Certains jardiniers vont plus loin. Ils prélèvent des gourmands en août sur leurs meilleurs pieds, les bouturent et les rentrent en pot avant les gelées pour les passer l’hiver sur un rebord ensoleillé. La tomate est une plante vivace sous les tropiques, c’est le gel qui en fait une annuelle sous notre climat. Un plant hiverné en intérieur peut redémarrer dès mars, avec plusieurs semaines d’avance sur les semis standards. La technique demande un peu de place et de lumière, mais elle fonctionne.
Ce que ça change concrètement dans le potager
Un pied de tomate produit en moyenne entre 10 et 30 gourmands sur une saison, selon la vigueur de la variété et la fréquence de taille. Si vous en bouturez seulement cinq avec succès, vous doublez ou triplez votre surface de culture sans dépenser un euro. Pour quelqu’un qui achète ses plants en jardinerie entre 2,50 et 4 euros l’unité, l’économie est réelle dès la première année.
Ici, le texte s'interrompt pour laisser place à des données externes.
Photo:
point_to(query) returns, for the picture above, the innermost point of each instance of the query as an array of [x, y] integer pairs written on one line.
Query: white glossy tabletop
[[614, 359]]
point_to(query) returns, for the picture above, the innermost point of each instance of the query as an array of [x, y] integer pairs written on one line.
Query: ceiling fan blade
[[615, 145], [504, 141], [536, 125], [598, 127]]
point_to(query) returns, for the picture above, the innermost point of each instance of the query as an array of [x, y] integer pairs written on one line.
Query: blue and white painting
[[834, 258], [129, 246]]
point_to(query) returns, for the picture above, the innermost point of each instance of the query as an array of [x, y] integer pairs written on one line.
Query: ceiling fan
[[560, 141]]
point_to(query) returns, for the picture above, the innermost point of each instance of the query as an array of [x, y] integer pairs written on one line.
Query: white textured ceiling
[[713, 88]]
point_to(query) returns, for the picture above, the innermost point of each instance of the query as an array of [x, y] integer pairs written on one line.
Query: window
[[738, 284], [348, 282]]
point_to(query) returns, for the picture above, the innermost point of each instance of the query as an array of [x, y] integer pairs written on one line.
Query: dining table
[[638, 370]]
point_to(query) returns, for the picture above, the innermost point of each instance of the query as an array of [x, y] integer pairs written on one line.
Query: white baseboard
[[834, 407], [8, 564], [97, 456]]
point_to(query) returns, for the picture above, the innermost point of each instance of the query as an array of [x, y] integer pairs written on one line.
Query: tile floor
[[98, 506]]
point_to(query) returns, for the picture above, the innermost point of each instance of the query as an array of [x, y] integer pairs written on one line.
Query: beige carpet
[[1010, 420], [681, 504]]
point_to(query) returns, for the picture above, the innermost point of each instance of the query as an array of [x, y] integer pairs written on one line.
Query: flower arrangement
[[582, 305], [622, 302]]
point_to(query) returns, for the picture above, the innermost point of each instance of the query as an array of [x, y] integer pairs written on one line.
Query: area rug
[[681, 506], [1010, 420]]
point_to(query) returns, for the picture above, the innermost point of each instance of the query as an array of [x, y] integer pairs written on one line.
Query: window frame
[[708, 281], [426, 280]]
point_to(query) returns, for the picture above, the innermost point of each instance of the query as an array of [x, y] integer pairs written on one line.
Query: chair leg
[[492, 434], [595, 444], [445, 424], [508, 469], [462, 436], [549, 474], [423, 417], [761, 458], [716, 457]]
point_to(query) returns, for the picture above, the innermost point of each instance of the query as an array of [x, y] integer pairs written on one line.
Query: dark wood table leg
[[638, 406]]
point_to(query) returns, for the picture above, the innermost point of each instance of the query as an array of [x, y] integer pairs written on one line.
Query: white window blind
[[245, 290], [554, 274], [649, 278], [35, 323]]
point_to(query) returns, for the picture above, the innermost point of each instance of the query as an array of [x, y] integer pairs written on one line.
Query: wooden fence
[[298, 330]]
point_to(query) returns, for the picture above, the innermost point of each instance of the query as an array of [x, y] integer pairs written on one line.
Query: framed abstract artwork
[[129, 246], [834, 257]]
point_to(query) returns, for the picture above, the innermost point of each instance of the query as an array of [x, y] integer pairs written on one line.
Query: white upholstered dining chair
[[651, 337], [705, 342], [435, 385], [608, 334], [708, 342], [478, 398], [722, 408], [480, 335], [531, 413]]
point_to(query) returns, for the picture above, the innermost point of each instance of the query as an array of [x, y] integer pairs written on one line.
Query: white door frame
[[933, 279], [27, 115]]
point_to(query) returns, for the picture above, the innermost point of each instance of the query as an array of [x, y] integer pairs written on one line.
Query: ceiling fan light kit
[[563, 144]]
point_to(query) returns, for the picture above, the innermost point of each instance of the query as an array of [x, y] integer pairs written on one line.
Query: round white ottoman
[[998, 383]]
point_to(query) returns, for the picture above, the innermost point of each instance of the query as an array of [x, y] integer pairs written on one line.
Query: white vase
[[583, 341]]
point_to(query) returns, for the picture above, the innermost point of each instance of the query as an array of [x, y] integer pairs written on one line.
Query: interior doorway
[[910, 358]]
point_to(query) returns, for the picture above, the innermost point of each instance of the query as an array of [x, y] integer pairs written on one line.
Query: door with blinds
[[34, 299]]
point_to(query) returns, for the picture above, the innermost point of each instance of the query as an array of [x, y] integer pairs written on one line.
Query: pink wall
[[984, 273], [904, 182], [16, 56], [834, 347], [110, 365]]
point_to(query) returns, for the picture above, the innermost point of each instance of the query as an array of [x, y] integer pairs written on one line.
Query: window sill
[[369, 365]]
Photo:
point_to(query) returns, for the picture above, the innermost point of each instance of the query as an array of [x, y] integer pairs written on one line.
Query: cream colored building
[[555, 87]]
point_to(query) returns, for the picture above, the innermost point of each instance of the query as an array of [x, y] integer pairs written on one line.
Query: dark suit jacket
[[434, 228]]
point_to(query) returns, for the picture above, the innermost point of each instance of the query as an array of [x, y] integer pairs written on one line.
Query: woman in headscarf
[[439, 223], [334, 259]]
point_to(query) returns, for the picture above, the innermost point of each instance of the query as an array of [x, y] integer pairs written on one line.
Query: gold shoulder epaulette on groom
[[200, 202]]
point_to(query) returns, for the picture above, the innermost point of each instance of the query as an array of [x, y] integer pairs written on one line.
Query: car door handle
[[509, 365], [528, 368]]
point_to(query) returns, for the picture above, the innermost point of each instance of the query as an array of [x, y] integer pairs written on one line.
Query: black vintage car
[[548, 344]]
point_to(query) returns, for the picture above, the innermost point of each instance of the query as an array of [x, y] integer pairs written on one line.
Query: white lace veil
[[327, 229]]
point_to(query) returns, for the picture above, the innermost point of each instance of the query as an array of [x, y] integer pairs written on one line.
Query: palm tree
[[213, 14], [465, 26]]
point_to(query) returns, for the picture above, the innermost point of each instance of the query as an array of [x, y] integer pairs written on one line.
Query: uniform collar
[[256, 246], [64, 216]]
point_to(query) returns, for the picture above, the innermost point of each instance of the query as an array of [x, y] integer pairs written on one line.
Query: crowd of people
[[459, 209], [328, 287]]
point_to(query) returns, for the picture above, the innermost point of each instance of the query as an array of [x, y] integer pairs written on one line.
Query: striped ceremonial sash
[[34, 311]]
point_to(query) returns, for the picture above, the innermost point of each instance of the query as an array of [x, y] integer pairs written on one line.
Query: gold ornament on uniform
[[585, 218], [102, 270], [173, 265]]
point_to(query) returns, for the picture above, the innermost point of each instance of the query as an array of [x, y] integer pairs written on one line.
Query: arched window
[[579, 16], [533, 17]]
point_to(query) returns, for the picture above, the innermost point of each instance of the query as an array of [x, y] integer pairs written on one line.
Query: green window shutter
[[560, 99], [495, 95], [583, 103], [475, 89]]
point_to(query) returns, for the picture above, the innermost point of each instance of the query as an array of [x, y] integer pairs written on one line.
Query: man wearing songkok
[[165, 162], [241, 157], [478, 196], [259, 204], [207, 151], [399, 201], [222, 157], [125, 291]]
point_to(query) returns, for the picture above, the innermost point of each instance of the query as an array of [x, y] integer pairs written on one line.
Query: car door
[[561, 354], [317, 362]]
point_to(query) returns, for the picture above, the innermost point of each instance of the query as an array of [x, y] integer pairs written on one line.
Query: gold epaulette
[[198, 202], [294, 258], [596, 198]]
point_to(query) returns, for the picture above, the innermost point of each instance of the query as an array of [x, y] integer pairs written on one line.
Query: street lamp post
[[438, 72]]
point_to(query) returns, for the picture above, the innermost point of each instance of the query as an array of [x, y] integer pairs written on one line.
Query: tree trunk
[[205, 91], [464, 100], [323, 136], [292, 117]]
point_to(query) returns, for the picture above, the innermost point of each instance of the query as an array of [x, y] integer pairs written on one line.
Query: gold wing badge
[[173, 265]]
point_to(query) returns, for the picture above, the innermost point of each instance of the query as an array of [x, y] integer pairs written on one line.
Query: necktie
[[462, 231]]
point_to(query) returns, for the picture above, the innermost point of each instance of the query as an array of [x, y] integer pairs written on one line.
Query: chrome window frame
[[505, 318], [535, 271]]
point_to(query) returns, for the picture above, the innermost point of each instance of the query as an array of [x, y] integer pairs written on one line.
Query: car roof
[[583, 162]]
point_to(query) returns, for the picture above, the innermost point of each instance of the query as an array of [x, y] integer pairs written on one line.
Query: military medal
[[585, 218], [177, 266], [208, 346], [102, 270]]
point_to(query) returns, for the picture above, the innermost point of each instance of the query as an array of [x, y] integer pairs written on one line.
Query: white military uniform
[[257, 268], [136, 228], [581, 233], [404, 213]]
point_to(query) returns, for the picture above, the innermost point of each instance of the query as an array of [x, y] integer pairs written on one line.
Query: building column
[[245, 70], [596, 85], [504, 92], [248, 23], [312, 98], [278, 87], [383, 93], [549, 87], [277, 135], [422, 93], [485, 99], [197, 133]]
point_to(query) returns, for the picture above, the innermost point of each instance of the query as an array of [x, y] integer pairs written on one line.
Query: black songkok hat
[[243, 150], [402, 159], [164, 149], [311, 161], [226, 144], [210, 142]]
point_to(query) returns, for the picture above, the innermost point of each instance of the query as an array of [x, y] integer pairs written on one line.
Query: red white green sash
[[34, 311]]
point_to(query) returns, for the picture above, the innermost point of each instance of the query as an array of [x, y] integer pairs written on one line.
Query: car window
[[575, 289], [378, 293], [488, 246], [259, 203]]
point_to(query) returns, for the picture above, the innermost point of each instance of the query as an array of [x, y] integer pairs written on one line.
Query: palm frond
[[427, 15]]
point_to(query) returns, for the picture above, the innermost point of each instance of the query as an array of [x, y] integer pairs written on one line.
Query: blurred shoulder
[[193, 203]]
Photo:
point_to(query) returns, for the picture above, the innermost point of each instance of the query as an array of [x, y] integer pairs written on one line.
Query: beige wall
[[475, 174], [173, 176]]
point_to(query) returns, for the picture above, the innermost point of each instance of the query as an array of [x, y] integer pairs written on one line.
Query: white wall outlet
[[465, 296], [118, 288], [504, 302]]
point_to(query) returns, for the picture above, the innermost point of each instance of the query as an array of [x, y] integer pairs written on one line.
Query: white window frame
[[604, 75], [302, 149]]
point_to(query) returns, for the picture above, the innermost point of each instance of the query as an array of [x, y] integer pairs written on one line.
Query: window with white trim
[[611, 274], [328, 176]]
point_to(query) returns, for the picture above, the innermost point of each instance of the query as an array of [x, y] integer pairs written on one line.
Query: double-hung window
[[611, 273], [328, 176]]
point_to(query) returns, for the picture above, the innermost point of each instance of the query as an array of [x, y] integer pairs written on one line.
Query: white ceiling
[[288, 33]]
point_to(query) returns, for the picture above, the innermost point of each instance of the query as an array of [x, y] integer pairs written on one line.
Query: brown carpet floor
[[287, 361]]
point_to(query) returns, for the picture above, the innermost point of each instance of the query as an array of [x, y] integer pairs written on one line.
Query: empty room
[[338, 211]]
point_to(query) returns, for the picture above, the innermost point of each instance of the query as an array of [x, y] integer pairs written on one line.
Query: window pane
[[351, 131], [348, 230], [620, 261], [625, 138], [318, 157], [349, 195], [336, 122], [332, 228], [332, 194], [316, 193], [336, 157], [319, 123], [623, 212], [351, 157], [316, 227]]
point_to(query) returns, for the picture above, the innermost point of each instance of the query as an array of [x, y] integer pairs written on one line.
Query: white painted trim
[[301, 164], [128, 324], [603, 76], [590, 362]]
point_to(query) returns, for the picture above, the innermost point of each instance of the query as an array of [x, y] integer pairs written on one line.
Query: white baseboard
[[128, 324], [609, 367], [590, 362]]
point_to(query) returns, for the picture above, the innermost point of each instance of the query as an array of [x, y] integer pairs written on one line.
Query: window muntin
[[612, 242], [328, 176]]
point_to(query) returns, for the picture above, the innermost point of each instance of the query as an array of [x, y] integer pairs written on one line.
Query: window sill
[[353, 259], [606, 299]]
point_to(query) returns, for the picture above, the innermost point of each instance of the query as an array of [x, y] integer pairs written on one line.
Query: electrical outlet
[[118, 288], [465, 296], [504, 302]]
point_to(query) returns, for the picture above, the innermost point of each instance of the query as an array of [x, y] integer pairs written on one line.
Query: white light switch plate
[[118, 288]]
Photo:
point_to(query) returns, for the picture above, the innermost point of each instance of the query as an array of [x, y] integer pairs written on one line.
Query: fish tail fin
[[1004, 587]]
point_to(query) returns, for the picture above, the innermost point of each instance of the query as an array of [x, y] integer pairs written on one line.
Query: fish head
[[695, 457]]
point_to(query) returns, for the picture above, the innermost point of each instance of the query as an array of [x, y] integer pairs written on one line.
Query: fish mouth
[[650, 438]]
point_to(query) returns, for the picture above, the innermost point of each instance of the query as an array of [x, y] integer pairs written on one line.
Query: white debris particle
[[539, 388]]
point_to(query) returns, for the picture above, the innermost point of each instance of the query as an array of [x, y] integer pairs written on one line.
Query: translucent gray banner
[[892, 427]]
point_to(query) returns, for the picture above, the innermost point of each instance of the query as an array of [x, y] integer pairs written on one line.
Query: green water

Au-delà de l’économie, il y a une logique de sélection progressive qui se met en place naturellement. Vous bouturez les gourmands de vos meilleurs plants, ceux qui ont résisté au mildiou, ceux qui ont produit le plus tôt, ceux dont les fruits vous ont le plus plu. Saison après saison, vous construisez un stock végétal adapté à votre terrain spécifique, à votre microclimat, à vos habitudes de culture. C’est exactement le principe que les semenciers paysans appliquent depuis des siècles avec les graines, appliqué ici à la multiplication végétative. Le résultat converge vers les mêmes variétés locales mieux adaptées que n’importe quel plant acheté en grande surface.